Mr O’Beirne emigrated to the US where, in 1946, he married American folklorist, Elaine Lambert Lewis who used to present a radio show Folk Songs for the Seven Million in which she introduced the music of Leadbelly to a wider audience but they moved to Ireland in 1954 with their four children.
Elizabeth Ranelagh (the family name comes from their father adopting the name of the O’Beirne’s historic homeland in Co Wicklow) told how her father came back to Ireland to try and revolutionise farming but he died in Cambridge on May 2nd 1979 and his body was cremated.
Elizabeth said she contacted Cork City Council in 2014 as she wished to bring his ashes back to Cork and together with her brother and other relatives, they interred his ashes at the republican plot in St Finbarr’s on Saturday at a ceremony attended by the Lord Mayor of Cork, Cllr Chris O’Leary.

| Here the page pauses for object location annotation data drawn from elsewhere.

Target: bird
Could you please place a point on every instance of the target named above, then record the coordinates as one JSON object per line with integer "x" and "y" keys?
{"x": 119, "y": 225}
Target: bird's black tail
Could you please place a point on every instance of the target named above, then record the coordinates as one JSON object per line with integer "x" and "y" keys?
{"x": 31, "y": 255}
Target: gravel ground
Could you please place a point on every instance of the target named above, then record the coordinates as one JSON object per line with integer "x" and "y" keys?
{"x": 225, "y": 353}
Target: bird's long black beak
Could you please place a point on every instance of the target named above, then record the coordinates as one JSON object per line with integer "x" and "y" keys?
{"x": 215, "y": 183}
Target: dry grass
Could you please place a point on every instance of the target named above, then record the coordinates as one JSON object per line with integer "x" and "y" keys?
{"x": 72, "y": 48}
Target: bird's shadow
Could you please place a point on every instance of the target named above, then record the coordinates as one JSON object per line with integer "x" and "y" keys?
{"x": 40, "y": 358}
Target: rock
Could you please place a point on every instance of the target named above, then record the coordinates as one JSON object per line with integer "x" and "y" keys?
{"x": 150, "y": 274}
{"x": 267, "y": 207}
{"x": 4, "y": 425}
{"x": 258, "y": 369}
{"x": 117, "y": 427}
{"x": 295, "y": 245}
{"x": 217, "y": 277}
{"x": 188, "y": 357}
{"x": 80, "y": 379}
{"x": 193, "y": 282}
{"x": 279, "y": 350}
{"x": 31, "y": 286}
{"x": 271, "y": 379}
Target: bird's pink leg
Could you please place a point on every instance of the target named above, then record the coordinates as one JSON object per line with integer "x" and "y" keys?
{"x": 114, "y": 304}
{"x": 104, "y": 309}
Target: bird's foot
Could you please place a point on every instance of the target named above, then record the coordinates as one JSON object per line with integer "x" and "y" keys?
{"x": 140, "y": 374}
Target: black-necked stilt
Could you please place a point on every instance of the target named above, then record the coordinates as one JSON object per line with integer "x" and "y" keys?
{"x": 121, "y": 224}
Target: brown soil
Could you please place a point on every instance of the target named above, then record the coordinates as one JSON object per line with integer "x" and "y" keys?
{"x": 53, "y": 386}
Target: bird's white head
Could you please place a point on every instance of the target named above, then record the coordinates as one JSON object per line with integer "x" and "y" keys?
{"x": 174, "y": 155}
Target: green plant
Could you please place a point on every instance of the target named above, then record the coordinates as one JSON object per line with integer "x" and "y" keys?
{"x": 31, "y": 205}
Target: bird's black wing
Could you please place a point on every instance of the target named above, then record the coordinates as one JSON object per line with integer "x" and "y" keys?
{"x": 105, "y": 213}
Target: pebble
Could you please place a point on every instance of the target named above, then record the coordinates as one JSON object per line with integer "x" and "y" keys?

“I live in Los Angeles and when I came in 2014 looking for a place to put his ashes and discovered there was a republican plot. . . I said that’s where he should be - he devoted his life to Ireland and he loved Cork, Cork meant the world to him so it’s a fitting sort of homecoming.”
John said: “It was only when we went to the graveyard that we realised how it was being incorporated into the Easter Rising commemorations in Cork.
“We were terribly impressed and it was a huge honour for us to have the Lord Mayor present as we laid him to rest with his old comrades.”